I notice that most Ukrainian adults maintain a serious demeanor. There is little small talk. "Nice day, isn't it?" is almost insulting. I stand out like a sore thumb. Svetlana had told me something that is quite profound, and I think of it often. She says that she does not know how to be free.  She says that while she loves freedom "very, very much" she is afraid to fully embrace it. It began around Tatyana's birth and she still cannot believe that it is happening. She worries that someday it will all be taken away. She must keep her guard up and be prepared for that possibility every day. Her greatest fear is the impact that it will have on Tatyana who knows only freedom. That is how Svetlana raised her. She would watch her sleep for hours when she was a baby, and then finally Svetlana would cry herself to sleep.

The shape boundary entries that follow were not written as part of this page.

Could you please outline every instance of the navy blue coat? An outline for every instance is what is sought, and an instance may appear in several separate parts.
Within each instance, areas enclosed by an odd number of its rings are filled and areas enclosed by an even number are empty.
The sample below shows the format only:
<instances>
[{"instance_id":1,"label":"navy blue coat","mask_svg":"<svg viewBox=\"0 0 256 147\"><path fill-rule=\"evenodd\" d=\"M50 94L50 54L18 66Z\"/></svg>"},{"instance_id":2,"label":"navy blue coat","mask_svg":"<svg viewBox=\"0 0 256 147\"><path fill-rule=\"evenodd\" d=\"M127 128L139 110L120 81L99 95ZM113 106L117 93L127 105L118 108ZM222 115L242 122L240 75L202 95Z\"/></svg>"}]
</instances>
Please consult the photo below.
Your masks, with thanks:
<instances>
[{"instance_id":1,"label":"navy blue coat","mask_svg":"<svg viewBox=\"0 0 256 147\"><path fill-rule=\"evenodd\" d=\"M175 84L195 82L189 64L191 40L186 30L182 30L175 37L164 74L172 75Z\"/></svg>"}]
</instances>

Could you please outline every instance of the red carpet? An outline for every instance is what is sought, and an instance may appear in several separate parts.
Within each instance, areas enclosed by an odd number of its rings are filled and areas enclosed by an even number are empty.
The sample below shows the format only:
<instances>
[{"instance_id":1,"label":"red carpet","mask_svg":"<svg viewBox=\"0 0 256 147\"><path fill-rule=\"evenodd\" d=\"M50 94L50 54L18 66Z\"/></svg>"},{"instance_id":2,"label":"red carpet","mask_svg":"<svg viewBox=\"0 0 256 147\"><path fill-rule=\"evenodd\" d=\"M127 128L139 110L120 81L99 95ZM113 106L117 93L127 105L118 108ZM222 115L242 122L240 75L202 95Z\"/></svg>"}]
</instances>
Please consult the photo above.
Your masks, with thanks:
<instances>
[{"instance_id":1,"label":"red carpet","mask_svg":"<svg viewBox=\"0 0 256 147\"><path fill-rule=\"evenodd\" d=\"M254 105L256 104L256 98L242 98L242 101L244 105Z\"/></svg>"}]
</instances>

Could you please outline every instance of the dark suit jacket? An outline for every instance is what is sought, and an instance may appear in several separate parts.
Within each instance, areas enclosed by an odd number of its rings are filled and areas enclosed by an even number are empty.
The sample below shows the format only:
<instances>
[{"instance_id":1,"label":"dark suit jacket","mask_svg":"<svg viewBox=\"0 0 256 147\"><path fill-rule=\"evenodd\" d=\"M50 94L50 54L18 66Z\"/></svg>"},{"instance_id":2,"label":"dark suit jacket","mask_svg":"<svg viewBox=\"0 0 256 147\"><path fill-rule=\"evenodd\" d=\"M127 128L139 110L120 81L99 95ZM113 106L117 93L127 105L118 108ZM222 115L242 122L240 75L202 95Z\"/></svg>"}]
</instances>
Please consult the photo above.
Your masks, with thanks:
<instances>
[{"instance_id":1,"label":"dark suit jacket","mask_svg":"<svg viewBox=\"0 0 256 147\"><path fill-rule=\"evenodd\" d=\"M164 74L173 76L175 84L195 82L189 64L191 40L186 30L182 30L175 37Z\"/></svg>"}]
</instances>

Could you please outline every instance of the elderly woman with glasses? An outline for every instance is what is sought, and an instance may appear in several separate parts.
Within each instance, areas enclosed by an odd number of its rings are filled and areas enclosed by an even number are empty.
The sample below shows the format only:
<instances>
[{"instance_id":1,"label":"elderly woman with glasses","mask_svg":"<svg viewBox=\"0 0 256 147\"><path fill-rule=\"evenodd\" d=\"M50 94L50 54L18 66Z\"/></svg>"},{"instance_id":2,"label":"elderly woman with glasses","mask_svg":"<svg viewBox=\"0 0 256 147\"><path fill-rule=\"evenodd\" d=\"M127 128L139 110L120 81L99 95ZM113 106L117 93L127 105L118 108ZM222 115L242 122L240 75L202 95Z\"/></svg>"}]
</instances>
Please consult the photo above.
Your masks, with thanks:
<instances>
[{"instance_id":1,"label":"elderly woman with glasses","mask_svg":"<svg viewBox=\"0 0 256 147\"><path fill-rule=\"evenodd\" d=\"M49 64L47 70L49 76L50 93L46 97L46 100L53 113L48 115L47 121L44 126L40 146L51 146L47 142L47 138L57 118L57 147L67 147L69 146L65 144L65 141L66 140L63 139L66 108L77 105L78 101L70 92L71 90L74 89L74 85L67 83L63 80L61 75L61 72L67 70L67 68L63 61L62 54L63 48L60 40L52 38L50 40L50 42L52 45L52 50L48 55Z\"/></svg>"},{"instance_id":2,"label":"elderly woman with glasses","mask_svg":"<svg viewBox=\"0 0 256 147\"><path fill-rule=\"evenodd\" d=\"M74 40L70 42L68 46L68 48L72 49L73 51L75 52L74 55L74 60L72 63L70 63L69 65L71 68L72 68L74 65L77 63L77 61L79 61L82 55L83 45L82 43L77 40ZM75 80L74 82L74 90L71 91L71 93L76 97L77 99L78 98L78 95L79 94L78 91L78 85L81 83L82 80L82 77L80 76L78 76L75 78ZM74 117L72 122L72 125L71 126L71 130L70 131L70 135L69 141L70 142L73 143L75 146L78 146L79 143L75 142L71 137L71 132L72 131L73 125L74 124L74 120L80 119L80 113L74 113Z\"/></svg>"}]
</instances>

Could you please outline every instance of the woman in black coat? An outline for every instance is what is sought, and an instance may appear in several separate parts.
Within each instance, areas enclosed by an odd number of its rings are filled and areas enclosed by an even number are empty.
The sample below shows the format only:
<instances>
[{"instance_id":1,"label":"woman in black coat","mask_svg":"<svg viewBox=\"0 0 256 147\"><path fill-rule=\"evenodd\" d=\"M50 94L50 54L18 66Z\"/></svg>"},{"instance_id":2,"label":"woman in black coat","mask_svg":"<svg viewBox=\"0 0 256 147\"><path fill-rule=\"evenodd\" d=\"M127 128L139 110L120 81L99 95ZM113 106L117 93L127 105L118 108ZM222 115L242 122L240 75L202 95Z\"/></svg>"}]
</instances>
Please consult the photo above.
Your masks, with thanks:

Svetlana instilled education and a solid work ethic in Tatyana at a very early age. Every day after school Tatyana will come to the kiosk and work with her mother for 6 Hryvnya a day, which is around .75 cents American currency. She is allowed to spend half of it and must save the rest. Svetlana speaks for a large adult population in Ukraine when she told me one morning that, “This is too good to be true. They will not let it last. It cannot.” She struggles to maintain eye contact. Once she gathers herself I explain to her that the only way freedom can be taken away from her and Tatyana is if she and her fellow citizens allow it to happen. I tell her it has lasted in the United States for over 200 years and say, “Now that your people have tasted the wonders of freedom, and a new generation like Tatyana has grown into it, it is all they know. They will not accept socialism. They can never take you back to that again.” Out of curiosity,  I wish I'd have asked her who she meant by “they” just to see what she would have said, but I had been too hypnotized at how she bristles and struggles to not lose her temper every time she hears the word, “socialism.”

I have been thinking a lot about Svetlana lately. Especially on April 9 when a Rasmussen telephone poll of 1000 adults reports that only 53% of Americans think capitalism is better than socialism. A more disturbing trend shows that adults under 30 are more evenly divided where 37% prefer capitalism and 33% socialism. Thirty-somethings are more supportive of the free-enterprise approach with 49% for capitalism and 26% for socialism. Adults over 40 strongly favor capitalism, and only 13% believe socialism is better. There is a partisan gap as well. Republicans favor capitalism by an 11-to-1 margin. Democrats are more evenly divided where 39% say capitalism is better while 30% prefer socialism. As for those not affiliated to either major political party, 48% say capitalism is best, and 21 % prefer socialism.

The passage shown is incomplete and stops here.